Suddenly I had a return of panic, but of a different kind. How on earth should I know what to pay him? I wondered, recalling old arguments with drivers which the introduction of the taximeter had made impossible for so many years now. I felt in my pocket. I had only two half-crowns; they were my sole silver coins; and the fare in a taxi would be one-and-four and twopence tip: one-and-sixpence. Would the hansom driver have a shilling change for one of my half-crowns, and would he give it me if he had? So my thoughts ran on, and I laughed to think how the past was all reconstructing itself; for that is how I used to speculate on the way home, almost regularly, years ago, when half-crowns were fewer too. I found myself rather enjoying the situation. Is it all to the good, I wondered, that the machinery of the taximeter should have banished these tremendous dubieties? Has life really improved? Has it?

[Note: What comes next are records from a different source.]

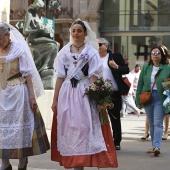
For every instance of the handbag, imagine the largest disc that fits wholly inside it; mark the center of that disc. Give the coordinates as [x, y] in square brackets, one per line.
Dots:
[146, 97]
[126, 80]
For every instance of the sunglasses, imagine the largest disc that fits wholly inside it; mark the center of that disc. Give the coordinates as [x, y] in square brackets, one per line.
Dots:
[100, 44]
[155, 53]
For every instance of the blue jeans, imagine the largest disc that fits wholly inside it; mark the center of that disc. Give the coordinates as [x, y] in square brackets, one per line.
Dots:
[155, 114]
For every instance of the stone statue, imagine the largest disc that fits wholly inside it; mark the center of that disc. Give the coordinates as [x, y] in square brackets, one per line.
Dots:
[44, 49]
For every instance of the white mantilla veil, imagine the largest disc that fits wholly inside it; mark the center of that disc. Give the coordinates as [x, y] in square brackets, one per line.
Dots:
[91, 35]
[16, 36]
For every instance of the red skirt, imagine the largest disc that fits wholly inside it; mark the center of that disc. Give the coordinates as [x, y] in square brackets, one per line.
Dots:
[104, 159]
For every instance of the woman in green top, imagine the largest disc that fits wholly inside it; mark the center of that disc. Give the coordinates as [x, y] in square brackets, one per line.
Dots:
[158, 65]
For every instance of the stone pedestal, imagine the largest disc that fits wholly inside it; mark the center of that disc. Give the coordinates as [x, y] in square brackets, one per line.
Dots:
[44, 103]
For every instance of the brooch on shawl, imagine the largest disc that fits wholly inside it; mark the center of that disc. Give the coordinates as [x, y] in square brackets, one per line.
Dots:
[84, 57]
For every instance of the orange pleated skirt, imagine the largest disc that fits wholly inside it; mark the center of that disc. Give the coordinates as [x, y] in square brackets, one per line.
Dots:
[104, 159]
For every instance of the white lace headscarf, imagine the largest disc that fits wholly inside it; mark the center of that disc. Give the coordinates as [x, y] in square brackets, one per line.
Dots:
[16, 36]
[91, 35]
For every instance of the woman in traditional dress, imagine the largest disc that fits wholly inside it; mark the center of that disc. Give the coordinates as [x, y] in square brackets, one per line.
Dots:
[22, 130]
[78, 140]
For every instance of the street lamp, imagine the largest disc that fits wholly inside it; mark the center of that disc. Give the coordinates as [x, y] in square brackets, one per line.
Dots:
[55, 7]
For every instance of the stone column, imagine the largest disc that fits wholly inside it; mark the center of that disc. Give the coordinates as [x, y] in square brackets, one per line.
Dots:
[94, 22]
[64, 25]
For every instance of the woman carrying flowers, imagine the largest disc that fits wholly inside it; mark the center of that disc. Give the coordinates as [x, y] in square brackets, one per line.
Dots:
[158, 70]
[77, 139]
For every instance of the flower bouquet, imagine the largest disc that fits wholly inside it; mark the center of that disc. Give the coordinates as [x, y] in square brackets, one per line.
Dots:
[100, 92]
[166, 86]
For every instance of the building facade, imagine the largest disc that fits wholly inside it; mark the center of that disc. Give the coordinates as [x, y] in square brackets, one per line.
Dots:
[131, 26]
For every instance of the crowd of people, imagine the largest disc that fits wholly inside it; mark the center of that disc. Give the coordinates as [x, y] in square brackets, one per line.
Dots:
[78, 140]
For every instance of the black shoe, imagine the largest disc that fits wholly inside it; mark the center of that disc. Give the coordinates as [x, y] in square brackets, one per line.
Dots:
[118, 147]
[8, 168]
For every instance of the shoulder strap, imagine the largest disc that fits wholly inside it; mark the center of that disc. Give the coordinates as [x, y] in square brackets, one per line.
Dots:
[155, 79]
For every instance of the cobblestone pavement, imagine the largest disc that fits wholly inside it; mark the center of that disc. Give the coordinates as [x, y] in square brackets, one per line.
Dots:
[132, 155]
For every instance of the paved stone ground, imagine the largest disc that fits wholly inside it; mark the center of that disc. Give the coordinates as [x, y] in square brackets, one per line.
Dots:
[132, 155]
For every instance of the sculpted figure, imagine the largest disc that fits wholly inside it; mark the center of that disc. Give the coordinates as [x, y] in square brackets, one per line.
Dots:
[44, 49]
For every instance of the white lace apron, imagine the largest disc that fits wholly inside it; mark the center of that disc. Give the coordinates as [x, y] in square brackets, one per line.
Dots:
[16, 117]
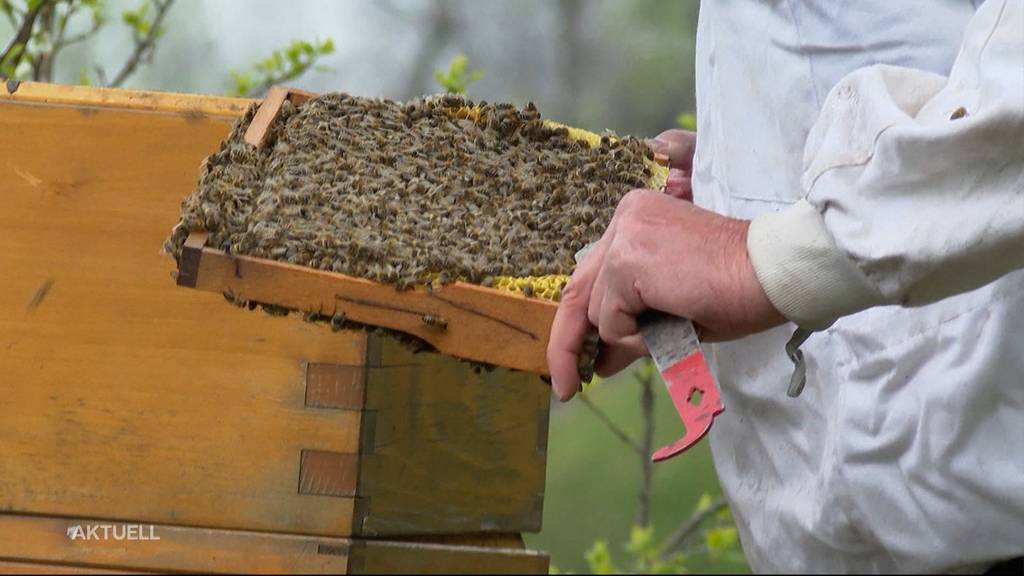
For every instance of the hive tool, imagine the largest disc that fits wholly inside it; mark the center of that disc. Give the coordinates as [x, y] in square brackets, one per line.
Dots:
[674, 345]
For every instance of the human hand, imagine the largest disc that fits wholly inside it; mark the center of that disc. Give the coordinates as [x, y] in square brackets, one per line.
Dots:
[678, 146]
[657, 253]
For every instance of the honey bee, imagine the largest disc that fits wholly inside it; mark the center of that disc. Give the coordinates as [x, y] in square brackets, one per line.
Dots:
[434, 321]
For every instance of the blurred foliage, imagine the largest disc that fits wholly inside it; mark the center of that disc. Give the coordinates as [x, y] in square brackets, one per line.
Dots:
[687, 121]
[591, 494]
[282, 66]
[458, 77]
[40, 30]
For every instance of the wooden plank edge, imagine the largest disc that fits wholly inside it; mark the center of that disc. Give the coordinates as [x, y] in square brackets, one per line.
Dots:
[144, 100]
[269, 111]
[32, 540]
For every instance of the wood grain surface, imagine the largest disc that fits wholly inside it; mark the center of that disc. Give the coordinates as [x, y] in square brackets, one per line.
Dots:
[124, 397]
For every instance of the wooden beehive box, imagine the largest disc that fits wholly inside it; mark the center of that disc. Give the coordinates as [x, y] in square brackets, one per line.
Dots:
[250, 442]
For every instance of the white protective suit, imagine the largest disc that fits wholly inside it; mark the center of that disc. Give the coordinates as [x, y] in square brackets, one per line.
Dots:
[878, 146]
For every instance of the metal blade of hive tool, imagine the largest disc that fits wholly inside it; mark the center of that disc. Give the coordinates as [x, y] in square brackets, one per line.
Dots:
[674, 345]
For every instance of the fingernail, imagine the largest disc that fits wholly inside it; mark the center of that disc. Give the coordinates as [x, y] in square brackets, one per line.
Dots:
[659, 147]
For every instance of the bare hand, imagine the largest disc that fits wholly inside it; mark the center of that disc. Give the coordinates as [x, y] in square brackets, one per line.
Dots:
[659, 253]
[679, 147]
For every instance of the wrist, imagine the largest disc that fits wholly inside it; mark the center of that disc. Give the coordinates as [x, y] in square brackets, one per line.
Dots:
[753, 310]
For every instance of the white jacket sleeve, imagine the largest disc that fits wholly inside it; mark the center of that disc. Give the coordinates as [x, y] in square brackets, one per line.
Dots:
[914, 184]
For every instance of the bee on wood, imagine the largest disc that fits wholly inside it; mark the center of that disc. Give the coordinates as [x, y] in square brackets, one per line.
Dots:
[434, 321]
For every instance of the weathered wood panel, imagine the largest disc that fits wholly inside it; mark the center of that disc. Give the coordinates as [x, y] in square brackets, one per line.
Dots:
[124, 397]
[465, 457]
[45, 543]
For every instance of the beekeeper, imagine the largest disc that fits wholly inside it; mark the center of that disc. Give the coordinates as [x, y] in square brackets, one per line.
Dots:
[859, 182]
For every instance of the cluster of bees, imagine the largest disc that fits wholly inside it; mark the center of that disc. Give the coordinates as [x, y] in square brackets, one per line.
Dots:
[435, 190]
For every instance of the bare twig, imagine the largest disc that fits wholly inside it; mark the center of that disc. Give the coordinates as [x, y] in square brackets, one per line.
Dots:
[436, 37]
[143, 45]
[24, 35]
[620, 433]
[11, 12]
[678, 538]
[646, 465]
[61, 41]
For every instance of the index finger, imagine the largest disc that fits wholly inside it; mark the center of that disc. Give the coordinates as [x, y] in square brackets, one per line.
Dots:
[570, 325]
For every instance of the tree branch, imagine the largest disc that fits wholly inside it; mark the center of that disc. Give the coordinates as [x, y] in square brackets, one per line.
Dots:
[676, 540]
[24, 35]
[620, 433]
[646, 464]
[143, 45]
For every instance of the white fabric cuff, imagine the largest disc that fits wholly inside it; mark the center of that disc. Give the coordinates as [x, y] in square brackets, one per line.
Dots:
[805, 276]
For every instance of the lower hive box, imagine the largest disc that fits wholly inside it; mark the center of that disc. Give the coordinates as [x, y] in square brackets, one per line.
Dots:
[126, 400]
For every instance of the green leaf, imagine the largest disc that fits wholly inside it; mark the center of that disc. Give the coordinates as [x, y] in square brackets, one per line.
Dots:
[704, 503]
[641, 539]
[456, 80]
[687, 121]
[720, 540]
[599, 559]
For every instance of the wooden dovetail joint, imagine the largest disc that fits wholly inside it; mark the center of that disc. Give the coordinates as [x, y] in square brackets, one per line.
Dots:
[269, 111]
[190, 255]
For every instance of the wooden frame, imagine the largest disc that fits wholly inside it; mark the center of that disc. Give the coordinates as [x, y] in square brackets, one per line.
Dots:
[130, 400]
[462, 320]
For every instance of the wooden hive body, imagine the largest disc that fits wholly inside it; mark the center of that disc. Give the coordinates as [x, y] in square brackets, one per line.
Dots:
[125, 399]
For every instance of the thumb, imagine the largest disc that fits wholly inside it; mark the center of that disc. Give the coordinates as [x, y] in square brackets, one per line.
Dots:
[678, 146]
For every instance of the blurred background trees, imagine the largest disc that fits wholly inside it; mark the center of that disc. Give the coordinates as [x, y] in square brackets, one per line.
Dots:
[620, 65]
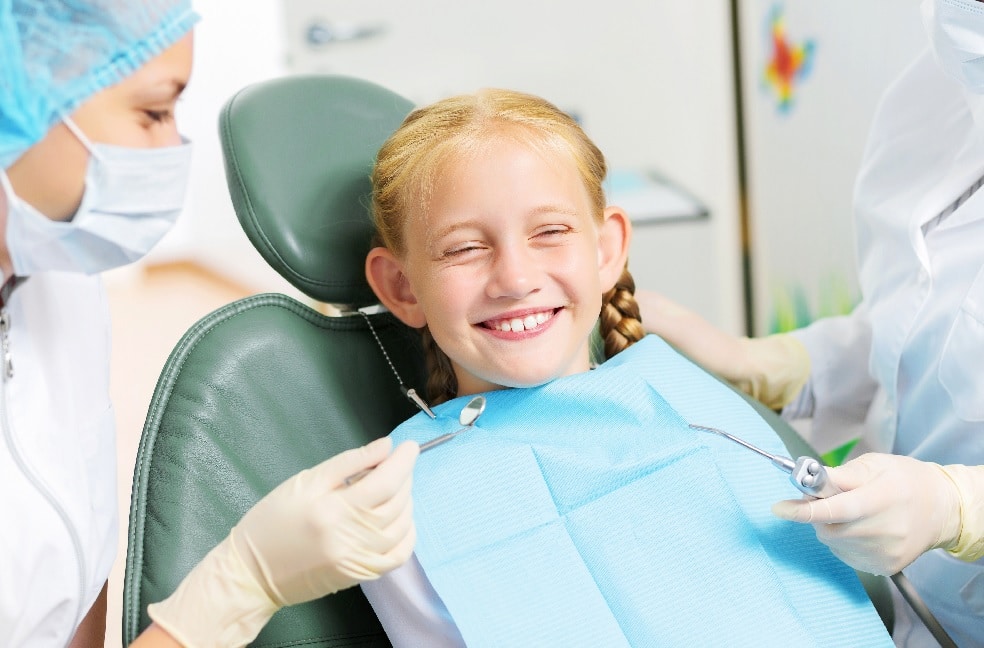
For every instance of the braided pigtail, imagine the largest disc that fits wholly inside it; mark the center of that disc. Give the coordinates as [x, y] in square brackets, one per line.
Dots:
[442, 385]
[621, 323]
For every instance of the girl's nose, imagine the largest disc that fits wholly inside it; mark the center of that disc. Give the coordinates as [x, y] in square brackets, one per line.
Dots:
[513, 273]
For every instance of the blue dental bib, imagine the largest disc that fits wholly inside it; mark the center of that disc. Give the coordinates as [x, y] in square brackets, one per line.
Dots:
[586, 512]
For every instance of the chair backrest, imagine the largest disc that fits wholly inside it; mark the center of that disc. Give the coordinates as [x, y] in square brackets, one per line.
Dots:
[267, 386]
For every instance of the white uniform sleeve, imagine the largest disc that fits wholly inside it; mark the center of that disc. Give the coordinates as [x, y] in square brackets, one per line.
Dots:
[410, 611]
[840, 389]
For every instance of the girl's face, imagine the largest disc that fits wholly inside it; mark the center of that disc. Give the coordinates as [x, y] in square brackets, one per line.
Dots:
[506, 267]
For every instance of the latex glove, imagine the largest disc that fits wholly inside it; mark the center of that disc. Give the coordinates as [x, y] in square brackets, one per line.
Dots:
[771, 369]
[893, 509]
[307, 538]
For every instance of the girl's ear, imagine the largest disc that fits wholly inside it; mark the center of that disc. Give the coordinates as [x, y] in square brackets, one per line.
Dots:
[385, 274]
[614, 238]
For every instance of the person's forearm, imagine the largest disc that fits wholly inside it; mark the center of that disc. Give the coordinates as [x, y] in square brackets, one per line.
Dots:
[155, 637]
[969, 481]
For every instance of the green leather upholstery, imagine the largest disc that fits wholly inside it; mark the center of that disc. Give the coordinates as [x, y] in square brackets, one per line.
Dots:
[266, 386]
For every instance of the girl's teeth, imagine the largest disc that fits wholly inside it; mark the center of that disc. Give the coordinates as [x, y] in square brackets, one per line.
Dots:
[518, 324]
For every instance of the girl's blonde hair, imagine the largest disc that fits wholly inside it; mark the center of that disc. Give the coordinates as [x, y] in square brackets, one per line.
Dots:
[456, 128]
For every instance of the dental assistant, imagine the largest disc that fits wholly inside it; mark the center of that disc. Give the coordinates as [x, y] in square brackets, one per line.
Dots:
[92, 175]
[909, 360]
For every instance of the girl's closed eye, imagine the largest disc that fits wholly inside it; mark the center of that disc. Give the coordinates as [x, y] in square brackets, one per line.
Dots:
[461, 250]
[555, 233]
[159, 116]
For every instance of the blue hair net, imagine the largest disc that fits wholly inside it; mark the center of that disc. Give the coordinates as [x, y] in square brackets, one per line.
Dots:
[55, 54]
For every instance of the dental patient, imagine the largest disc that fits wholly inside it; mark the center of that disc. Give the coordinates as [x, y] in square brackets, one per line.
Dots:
[581, 509]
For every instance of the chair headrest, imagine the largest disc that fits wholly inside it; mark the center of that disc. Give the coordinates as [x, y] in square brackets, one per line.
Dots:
[298, 153]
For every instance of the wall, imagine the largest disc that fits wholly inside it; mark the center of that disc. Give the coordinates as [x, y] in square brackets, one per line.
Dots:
[651, 81]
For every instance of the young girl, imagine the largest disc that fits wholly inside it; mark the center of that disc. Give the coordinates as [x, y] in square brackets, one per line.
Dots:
[582, 509]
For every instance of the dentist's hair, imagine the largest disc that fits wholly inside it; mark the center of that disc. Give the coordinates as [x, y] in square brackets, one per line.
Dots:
[460, 127]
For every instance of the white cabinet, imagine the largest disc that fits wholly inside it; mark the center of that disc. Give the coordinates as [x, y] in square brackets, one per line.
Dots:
[651, 81]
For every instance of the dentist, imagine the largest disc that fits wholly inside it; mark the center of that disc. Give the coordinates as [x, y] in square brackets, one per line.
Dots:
[909, 360]
[92, 175]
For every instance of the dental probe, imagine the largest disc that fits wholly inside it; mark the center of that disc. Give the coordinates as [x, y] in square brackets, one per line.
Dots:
[810, 477]
[469, 414]
[806, 473]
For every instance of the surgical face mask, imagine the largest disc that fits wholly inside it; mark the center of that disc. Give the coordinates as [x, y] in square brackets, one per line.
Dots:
[954, 27]
[132, 198]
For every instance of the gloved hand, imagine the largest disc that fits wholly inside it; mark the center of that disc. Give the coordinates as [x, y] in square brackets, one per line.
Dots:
[771, 369]
[307, 538]
[893, 509]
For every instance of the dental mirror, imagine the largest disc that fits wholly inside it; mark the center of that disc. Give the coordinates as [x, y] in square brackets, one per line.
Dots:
[469, 414]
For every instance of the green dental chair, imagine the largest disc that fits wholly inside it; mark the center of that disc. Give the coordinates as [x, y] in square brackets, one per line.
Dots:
[267, 386]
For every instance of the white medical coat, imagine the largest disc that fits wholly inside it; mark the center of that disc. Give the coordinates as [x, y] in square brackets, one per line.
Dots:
[910, 358]
[57, 460]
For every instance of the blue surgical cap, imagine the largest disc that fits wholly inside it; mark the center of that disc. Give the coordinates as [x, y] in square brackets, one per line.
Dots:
[55, 54]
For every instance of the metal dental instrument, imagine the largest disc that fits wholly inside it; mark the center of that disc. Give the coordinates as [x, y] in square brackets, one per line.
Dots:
[809, 476]
[806, 473]
[469, 414]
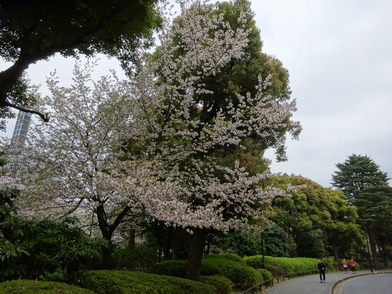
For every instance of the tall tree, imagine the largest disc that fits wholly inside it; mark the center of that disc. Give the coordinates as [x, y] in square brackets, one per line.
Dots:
[314, 213]
[192, 129]
[35, 30]
[366, 186]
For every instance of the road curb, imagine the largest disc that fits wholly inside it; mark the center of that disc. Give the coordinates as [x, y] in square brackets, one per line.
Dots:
[337, 285]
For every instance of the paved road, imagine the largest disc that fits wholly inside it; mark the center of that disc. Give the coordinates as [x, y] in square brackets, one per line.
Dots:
[311, 284]
[375, 284]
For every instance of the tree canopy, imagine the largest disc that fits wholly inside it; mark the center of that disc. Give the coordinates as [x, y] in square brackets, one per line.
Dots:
[32, 30]
[367, 187]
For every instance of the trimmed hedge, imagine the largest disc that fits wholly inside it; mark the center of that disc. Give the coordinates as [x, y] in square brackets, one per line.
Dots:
[267, 275]
[222, 285]
[289, 265]
[230, 266]
[39, 287]
[126, 282]
[242, 275]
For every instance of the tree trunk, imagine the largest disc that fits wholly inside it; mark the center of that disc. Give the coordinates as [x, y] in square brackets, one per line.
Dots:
[336, 254]
[131, 239]
[195, 254]
[374, 250]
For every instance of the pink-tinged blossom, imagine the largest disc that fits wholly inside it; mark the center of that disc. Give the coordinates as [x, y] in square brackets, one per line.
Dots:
[11, 183]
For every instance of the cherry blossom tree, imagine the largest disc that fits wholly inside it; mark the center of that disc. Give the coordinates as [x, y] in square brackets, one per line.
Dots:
[168, 88]
[73, 164]
[147, 146]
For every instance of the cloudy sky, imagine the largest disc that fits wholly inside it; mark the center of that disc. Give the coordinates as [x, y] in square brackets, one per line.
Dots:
[339, 56]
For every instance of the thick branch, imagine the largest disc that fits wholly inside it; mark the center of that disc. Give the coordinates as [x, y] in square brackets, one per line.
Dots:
[44, 117]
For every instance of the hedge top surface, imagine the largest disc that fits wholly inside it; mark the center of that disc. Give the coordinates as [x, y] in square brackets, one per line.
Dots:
[39, 287]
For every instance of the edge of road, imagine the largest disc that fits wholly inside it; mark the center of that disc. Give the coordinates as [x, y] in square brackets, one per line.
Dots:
[337, 286]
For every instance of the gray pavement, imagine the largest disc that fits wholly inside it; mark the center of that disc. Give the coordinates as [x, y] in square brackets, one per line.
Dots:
[311, 284]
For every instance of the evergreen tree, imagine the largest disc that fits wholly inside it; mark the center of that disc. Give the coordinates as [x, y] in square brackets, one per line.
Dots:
[366, 187]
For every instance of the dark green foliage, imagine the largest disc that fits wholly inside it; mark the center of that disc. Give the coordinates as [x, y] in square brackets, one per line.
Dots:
[36, 249]
[39, 287]
[140, 258]
[276, 241]
[126, 282]
[310, 245]
[356, 174]
[175, 268]
[32, 31]
[239, 273]
[221, 284]
[367, 187]
[243, 244]
[289, 265]
[230, 266]
[267, 275]
[229, 256]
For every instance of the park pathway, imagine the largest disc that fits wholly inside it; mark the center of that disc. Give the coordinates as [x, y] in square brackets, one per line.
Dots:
[311, 284]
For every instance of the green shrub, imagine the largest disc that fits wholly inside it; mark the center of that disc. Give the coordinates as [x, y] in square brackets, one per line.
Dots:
[175, 268]
[141, 258]
[230, 266]
[221, 284]
[276, 271]
[266, 274]
[239, 273]
[289, 265]
[230, 256]
[126, 282]
[39, 287]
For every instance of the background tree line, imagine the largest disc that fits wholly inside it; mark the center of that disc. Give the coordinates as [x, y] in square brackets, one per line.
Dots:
[169, 164]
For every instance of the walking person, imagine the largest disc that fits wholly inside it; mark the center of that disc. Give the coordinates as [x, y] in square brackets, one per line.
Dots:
[321, 269]
[352, 263]
[344, 263]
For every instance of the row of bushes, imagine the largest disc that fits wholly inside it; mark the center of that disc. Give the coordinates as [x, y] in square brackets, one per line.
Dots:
[220, 273]
[283, 265]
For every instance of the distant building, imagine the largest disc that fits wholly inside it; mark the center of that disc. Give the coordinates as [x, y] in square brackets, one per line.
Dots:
[21, 127]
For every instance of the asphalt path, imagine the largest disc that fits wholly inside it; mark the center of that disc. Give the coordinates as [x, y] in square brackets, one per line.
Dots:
[334, 284]
[374, 284]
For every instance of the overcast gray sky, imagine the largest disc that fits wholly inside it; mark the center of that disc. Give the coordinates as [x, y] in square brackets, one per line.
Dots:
[339, 56]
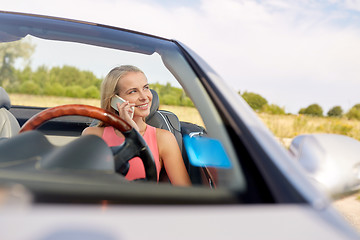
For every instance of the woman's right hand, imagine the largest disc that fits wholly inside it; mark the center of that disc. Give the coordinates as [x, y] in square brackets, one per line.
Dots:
[126, 111]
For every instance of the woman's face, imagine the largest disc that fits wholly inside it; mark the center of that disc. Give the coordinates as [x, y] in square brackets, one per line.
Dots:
[135, 89]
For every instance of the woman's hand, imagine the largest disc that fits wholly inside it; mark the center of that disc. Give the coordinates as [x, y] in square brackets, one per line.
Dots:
[126, 110]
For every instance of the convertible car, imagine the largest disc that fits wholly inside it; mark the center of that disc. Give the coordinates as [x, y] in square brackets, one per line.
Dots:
[57, 184]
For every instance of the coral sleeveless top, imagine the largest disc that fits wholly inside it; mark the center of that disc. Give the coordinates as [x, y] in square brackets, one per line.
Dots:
[136, 169]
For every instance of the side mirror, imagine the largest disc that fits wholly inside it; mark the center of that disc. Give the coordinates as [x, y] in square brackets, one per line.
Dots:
[332, 161]
[206, 152]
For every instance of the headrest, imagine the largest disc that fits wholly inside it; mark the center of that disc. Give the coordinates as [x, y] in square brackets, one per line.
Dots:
[4, 99]
[154, 105]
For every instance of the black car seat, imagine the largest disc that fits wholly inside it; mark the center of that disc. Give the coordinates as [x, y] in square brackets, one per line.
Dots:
[9, 126]
[169, 121]
[164, 119]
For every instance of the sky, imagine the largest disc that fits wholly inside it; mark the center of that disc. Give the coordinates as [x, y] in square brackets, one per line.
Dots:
[293, 53]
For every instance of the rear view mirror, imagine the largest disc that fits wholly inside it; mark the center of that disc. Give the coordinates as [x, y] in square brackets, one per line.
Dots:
[331, 160]
[206, 152]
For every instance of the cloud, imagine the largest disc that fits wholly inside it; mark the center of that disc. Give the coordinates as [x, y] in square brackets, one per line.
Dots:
[294, 53]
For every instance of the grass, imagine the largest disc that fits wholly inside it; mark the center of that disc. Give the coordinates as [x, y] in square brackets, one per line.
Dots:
[289, 126]
[283, 126]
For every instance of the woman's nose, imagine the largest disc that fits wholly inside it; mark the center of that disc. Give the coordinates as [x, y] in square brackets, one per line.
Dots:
[143, 95]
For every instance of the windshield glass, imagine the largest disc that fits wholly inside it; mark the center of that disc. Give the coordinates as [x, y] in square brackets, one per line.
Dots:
[47, 63]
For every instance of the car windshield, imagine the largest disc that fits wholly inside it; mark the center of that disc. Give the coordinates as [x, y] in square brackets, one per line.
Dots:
[50, 62]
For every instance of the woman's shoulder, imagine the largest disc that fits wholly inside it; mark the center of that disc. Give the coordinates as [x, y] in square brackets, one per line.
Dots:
[94, 131]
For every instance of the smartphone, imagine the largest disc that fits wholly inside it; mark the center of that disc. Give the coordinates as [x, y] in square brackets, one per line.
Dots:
[116, 99]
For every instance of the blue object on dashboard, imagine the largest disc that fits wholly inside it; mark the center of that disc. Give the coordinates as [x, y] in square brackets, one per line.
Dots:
[199, 154]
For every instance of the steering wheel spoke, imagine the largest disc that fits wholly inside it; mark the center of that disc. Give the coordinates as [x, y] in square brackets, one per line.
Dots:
[134, 145]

"How much shall I give you?" I asked the driver when we stopped.

"I'll leave it you," he said, as I guessed he would.

But I did not pay him at once; I had questions to be answered.

"How 's business?" I asked.

"Pretty poor," he replied. "Wet nights are all right; but they don't come too often. I wait for hours for a fare some days. Some days I don't get one."

"Then how on earth do you live?"

I asked him.

"We rub along," he said.

But by what means I could not for the life of me see.

"Why don't you learn to drive a taxi?" I asked.

"I don't seem to want to," he replied. "It's not my line. Horses is my line."

"But it's the taxis that are too much for you," I said. "It's they that are doing you in."

"That's right," he said. "As cabs they beat us every time. They're quicker, and they tell you what to pay. But there's one way in which we beat them."